Le président du Conseil gabonais du patronat (CGP), Francis Jean Jacques Evouna, a adressé, le 17 septembre 2026 à Libreville, une fiche technique au Président de la République, Brice Clotaire Oligui Nguema. Ce document analyse la détente du spread souverain gabonais, observée après la publication des résultats de l’audit de la dette publique, et avance plusieurs pistes pour consolider ce mouvement. Le patronat entend ainsi contribuer à un dossier dont dépend l’accès du pays aux financements.

Rendu public par le Gouvernement le 13 septembre, l’audit, lancé le 17 juin 2026, arrête le stock des engagements exigibles de l’État au 31 décembre 2025 à 9 524,643 milliards de FCFA, soit environ 16,5 milliards de dollars. Ce montant est inférieur de plus de 2 175 milliards de FCFA à la première estimation.

Rapporté au PIB réévalué après le rebasage des comptes nationaux, le ratio d’endettement ressort à 68,91 %, sous le seuil critique de 70 %, alors que certaines estimations le situaient au-delà de 80 %, voire à 84,6 %. Transmis au FMI, le rapport a été suivi, sur les deux séances suivantes, d’un repli d’environ 75 points de base de la prime de risque du Gabon, le mouvement le plus marqué parmi le Cameroun, le Congo et le Gabon.

Pour le CGP, cette détente traduit moins une réévaluation de la capacité de remboursement du pays que la levée d’une incertitude qui pesait sur les investisseurs depuis plusieurs mois. La publication d’un chiffre arrêté et transmis au FMI réduit ainsi la « prime d’opacité » que redoutent les marchés.

Le patronat relève toutefois que la baisse du ratio résulte d’un double effet, la révision à la baisse du stock de dette et la hausse du PIB liée au rebasage, sans que la part de chacun soit isolée dans la communication publique. Il note aussi que les titres gabonais se traitent encore avec une décote d’environ 12,5 % par rapport à leur valeur d’émission, et que la répartition entre dette extérieure, dette intérieure, arriérés et autres engagements n’est pas détaillée. L’audit constitue donc, selon lui, un point d’entrée et non un solde de tout compte.

Le CGP appelle en conséquence à la vigilance. Ce sursaut reste un mouvement de correction rapide, qui n’efface ni le « mur de la dette » de 2026-2027, lequel concentre plus de la moitié de l’encours, ni un service de la dette projeté à plus de 2 200 milliards de FCFA en 2027-2028. La confiance des marchés demeure réversible et ne se consolide que par la régularité de l’information, l’échéance à venir avec le FMI devant constituer le test de crédibilité décisif.

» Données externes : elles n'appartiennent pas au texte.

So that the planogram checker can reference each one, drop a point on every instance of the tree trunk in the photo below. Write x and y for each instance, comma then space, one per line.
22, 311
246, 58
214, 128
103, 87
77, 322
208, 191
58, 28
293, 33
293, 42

Le patronat formule d’abord trois propositions : publier le rapport d’audit complet, avec la décomposition des différentes catégories d’engagements ; sécuriser sans délai un accord-cadre avec le FMI, afin d’ancrer officiellement le nouveau chiffre et d’ouvrir la voie à des financements concessionnels moins coûteux que le marché obligataire ; enfin, publier un calendrier consolidé et opposable du « mur de la dette », précisant les instruments de refinancement envisagés, tels que le rallongement des maturités ou la conversion en dette concessionnelle.

Le CGP recommande en outre d’instituer un reporting trimestriel public de la dette et de son service, seul gage, selon lui, d’un resserrement durable de la décote. Il propose d’articuler ce calendrier avec les grands engagements en cours (Booué, Eramet-Comilog, FONED/OKIRA 241) au sein d’une instance de pilotage unique de type CSPCI, afin que les marchés perçoivent une trajectoire financière cohérente plutôt qu’une somme d’annonces séparées.

Il se dit enfin disposé à contribuer, avec les huit organisations patronales, au suivi partagé de cette trajectoire. Pour M. Evouna, il revient désormais aux autorités de transformer ce crédit de confiance, encore conditionnel, en amélioration structurelle des conditions de financement de l’État, par la transparence, la régularité de l’information et la cohérence calendaire avec les grands chantiers du pays.